Ah, cette pizza avec supplément roquefort commandée à 21 heures, quand t’as plus la force d’aller éplucher des tomates et te faire cuire des pâtes…

Non, la photo que je vous sers en accompagnement n’est pas mensongère, c’est un selfie, nuance. On n’est jamais aussi bien servi que par soi-même, n’est-ce pas?

Oui, la rue est rude, dedans on m’y dévisage sans filtre, sans tamis, dans la lumière crue de ma quarantaine nouvellement entamée.

Vous aurez donc la gentillesse d’attendre patiemment que je finisse mon régime, pour que je vous dévoile enfin l’ovale parfait de mon visage.

Mais revenons à nos moutons.

Ou plutôt à nos énergumènes.

Vous le savez bien déjà, cela ne fait pas si longtemps que les femmes ont investi l’espace public.

D’ailleurs, je vais, une fois encore, dévoiler un pan de mon histoire personnelle.

Flash-back. Mon arrière-grand-mère, Rkia, ne se risquait dans la rue que pour assister à des fêtes chez les uns et les autres, ou pour la sortie hebdomadaire au hammam, loué à cette occasion pour les femmes de la famille. On ne s’y mettait à poil qu’entre soi, et, sur le trajet, on était dans cette sempiternelle djellaba, la tête, le visage, dissimulés sous ces ngab et l’tham aujourd’hui en passe de disparaître. C’était il n’y a finalement pas si longtemps, au début du siècle dernier, dans une des nombreuses villes de ce beau pays.

Ma grand-mère, Zineb, avait fini, à l’indépendance du Maroc, par jeter ces fameux ngab et l’tham. Elle avait gardé la djellaba, qu’elle «oubliait» de mettre à ses rares incursions en territoire occidental, pour revêtir avec délices une robe laissant apparaître ses mollets…

Ma mère? A ses vingt ans, et nous sommes là dans les seventies, c’était minijupe et bottes, l’époque des romans-photos, de Sylvie Vartan, de Françoise Hardy, de Johnny qui vient de partir.

De harcèlement, d’allusions sexuelles en pleine rue, pour ces trois générations, il n’a jamais été question.

Ma mère, comme bien des Marocaines dans leur jeunesse, s’est baladée en minijupe au milieu des djellabas, des ngab et des l’tham, sans que personne ne la fasse chier.

Pourquoi, alors, des énergumènes me font chier depuis le début des années 90?

Pourquoi, surtout, d’autres énergumènes font chier ma fille, née en 2002?

En trois générations, les femmes ont progressivement investi l’espace urbain.

L’espèce énerguménienne a alors fait son apparition dans la rue.

Oui, j’invente des mots quand j’en ai envie.
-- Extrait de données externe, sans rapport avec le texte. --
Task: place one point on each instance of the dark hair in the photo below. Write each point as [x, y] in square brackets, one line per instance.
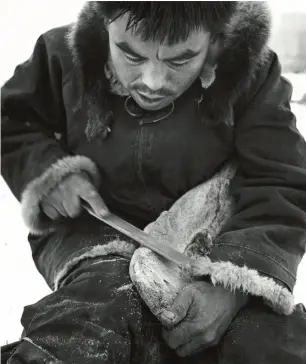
[170, 22]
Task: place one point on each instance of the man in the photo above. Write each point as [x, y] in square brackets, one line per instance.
[127, 110]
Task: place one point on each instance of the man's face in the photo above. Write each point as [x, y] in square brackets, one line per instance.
[153, 73]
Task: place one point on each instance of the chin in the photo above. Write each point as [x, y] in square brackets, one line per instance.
[151, 105]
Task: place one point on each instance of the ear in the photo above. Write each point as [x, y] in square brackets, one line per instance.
[207, 75]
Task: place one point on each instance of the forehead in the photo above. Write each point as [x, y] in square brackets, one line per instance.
[118, 33]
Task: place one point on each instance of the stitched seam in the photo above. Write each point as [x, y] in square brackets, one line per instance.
[259, 253]
[38, 347]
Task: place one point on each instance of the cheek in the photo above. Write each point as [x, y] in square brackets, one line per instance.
[184, 78]
[125, 73]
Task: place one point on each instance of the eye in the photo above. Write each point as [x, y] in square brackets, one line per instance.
[133, 60]
[178, 64]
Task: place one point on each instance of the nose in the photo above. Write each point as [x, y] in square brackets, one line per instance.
[154, 77]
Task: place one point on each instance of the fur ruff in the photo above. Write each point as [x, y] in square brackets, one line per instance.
[225, 76]
[247, 280]
[40, 187]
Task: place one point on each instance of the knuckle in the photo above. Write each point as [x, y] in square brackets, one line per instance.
[210, 337]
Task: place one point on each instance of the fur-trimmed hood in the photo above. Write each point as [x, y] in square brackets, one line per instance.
[242, 51]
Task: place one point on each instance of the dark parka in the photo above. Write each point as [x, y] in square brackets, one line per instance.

Et puisque la colère monte, je ne vais donc pas me priver de crier.

Exode rural? Invasion d’énergumènes.

Explosion démographique? Multiplication d’énergumènes.

La solution? L’éducation de potentiels futurs énergumènes.

Et là… Je fais un doux rêve.

Ô miracle, nous remarquons une progressive diminution du nombre d’énergumènes. 

Femmes et hommes marchent paisiblement dans la rue, dans une indifférence générale des uns et des autres.

Ma fille, en sa fin de vie que je lui souhaite la plus longue possible, assiste à la phase finale de leur extinction.

Maroc, fin du XXIe siècle.

Les énergumènes sont en voie de disparition dans l’espace urbain.

L’espèce est devenue rare. Presque à protéger.

Post-scriptum. Qui est casablancais, qui a lu ça, et a envie de jouer à un jeu de physionomiste, à s’amuser à deviner où pourrais-je bien me dissimuler, au milieu de la foule, encore pourvue d’un (minuscule) double-menton, est invité à participer au forum Café Politis, le 31 octobre 2018 à 19 heures, sur l’esplanade de la Sqala. Le thème en sera, justement, celui du harcèlement dans la rue. L’entrée est libre.